A6: Understandable Privacy Specification

Antonio Krüger

It is well known that, in current digital user habitats, especially in online social networks, users experience severe difficulties in understanding and specifying their privacy settings. Two key reasons for this are that: (1) The possible settings are typically technically motivated, not allowing to accurately reflect users’ actual priorities. (2) It is typically very complex for users to understand the consequences of their settings, and thus to configure the settings to suit their needs. As a result, users often stick to the default settings even though they do not necessarily match their personal preferences. Within the project, we developed a combination of techniques suitable to address these difficulties for some exemplary domains. First, (1) has been addressed through advancing user-oriented models, and a novel combination of two different kinds of such models. We modelled the user’s personality and privacy attitudes, capturing the user’s needs and preferences in a generic manner that can be adapted to all of the aforementioned domains, enabling the system to explicitly refer to and reason about the user’s individual view. Furthermore, we developed a new user interface that visualizes the privacy rules and allow the users to (a) easily get an overview on the current privacy state (b) detect possible privacy leaks or misconfigurations and (c) allow the user to review, adapt and fix the privacy settings. These components approach privacy from different perspectives (user vs. system), and mutually benefit from each other through a user feedback cycle, including the possibility for users to conveniently give in-situ feedback while witnessing unwanted consequences of information sharing, based on wearable computing technology making them aware of the final audience during the post.

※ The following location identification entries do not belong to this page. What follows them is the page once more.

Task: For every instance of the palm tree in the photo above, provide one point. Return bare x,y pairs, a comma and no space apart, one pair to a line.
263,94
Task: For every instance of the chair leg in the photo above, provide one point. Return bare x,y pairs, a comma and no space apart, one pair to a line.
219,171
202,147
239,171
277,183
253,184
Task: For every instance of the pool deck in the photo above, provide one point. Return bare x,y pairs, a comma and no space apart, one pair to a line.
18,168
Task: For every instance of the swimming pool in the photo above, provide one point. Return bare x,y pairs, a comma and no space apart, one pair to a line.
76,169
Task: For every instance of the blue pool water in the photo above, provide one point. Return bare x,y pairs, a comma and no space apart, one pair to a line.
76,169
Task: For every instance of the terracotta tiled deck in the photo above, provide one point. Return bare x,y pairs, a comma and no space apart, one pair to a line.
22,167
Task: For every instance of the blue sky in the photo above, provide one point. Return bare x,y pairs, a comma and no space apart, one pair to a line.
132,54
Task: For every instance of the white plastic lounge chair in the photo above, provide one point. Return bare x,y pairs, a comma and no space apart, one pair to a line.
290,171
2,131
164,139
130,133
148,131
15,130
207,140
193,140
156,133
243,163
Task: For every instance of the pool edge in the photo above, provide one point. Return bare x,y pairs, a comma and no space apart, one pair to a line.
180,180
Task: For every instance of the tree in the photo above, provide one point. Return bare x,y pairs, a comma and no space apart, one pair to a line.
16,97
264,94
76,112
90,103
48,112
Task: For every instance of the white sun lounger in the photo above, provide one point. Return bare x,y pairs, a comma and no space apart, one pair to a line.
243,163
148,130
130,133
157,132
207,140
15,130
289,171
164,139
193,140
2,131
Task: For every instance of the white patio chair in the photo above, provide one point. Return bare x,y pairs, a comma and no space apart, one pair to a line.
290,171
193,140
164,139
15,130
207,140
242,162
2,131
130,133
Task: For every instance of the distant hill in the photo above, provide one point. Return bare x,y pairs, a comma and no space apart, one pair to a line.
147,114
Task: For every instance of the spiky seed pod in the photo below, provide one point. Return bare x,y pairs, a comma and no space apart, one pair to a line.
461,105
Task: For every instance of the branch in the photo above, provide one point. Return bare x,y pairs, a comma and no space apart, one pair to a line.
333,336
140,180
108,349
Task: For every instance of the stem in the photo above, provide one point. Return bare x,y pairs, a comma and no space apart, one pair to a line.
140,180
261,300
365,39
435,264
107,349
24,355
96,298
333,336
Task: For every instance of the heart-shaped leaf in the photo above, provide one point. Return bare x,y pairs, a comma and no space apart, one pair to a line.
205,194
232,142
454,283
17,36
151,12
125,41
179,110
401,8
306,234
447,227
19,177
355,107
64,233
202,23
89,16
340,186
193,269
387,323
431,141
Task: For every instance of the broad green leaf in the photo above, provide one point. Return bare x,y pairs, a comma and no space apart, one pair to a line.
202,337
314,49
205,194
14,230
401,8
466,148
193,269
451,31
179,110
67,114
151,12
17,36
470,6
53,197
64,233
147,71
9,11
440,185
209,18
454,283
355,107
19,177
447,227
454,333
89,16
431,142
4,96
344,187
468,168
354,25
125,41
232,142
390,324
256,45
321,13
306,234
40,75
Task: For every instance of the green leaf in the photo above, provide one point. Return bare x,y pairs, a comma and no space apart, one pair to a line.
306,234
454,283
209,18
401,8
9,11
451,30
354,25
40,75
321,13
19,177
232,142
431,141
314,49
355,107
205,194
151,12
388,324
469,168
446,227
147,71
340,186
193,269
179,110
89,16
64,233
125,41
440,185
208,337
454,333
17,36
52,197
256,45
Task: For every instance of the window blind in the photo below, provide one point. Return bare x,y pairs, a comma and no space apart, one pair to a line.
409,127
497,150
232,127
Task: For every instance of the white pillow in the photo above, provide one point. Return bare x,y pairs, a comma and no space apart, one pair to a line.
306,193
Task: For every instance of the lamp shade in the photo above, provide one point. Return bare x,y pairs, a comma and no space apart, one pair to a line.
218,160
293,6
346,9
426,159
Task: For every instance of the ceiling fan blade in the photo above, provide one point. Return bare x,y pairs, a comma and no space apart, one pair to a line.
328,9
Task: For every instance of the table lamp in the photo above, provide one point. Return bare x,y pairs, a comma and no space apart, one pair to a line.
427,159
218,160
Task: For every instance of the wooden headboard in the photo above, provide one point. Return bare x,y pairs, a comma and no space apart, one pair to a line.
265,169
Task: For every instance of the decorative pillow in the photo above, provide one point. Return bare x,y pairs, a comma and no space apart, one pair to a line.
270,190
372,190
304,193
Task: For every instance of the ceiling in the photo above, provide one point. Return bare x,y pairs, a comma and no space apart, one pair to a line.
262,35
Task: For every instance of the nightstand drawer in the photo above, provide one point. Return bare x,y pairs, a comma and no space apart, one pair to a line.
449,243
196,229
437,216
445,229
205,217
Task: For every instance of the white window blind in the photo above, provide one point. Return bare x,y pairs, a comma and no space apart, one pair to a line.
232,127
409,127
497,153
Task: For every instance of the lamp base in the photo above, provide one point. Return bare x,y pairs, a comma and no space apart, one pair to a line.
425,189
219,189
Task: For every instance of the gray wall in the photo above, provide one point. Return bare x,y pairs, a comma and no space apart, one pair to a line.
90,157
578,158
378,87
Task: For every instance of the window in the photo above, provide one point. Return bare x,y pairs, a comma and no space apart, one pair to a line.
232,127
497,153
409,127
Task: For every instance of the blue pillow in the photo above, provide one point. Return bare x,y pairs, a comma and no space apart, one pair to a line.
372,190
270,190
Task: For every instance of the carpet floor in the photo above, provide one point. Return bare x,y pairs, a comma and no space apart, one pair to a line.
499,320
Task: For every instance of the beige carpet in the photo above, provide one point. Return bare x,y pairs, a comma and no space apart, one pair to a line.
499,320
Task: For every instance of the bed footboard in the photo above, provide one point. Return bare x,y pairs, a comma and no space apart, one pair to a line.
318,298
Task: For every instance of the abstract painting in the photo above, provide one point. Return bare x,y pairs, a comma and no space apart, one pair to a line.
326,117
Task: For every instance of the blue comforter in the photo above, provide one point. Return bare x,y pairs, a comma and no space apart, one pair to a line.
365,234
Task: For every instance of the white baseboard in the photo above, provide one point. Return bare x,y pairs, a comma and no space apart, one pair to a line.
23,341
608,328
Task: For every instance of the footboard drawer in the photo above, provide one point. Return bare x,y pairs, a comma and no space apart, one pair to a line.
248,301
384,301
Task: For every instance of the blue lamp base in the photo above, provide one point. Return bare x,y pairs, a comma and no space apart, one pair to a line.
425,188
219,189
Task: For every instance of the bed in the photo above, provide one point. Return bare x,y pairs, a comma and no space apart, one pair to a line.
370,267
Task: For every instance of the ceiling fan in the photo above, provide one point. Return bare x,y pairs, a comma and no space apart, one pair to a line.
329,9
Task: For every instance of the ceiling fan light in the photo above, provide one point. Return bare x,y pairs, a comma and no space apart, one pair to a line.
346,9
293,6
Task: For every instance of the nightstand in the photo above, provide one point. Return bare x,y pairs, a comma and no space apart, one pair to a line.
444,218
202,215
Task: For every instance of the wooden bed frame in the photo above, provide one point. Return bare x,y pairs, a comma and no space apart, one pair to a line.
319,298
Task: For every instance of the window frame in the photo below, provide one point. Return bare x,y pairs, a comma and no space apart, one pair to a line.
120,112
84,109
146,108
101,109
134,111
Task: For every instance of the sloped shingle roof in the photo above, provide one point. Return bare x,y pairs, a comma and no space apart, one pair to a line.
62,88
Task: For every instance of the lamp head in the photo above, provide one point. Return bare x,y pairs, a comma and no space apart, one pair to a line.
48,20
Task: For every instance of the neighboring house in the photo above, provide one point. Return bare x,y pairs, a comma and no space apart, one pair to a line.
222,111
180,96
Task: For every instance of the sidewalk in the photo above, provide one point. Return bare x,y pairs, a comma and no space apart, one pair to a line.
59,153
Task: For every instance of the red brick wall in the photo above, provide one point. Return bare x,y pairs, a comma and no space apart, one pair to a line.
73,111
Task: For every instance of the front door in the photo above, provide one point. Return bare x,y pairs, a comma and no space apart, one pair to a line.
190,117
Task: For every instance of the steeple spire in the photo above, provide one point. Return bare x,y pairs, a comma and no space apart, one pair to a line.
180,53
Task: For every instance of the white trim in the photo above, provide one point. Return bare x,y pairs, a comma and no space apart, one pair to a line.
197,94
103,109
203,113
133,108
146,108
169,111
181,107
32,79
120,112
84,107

The overall goal was to put users in the position to effortlessly understand their exposure and help them assess in quantitative and qualitative terms the privacy consequences of their actions. This was ensured through a user-centered design process, including extensive lab user studies. While our basic methodology and ideas apply to arbitrary privacy-relevant information in principle, different types of privacy-relevant information naturally differ widely in the specifics, i.e., in the required model attributes, meaningful privacy visualisations, suitable forms of in-situ feedback, etc. Addressing all of these different aspects is far beyond scope of any single research project, and would be more distracting than useful. We therefore focused on four different domains where user privacy plays an important role, namely location sharing, social media posts, mobile app permission settings, and sensitive data captured from an intelligent retail store, which tracks actions like the customers’ movements through the store, as well as viewed or bought products. These were highly relevant use cases in its own right. As most of the concepts, and many of the technologies, we developed a general-purpose in principle. It can be expected that our work will yield useful insights for other types of privacy-relevant information as well. The enforcement of privacy policies, i.e. allowing/disallowing information sharing according to the user’s rules, was implemented prototypically on the social network platform developed within this project.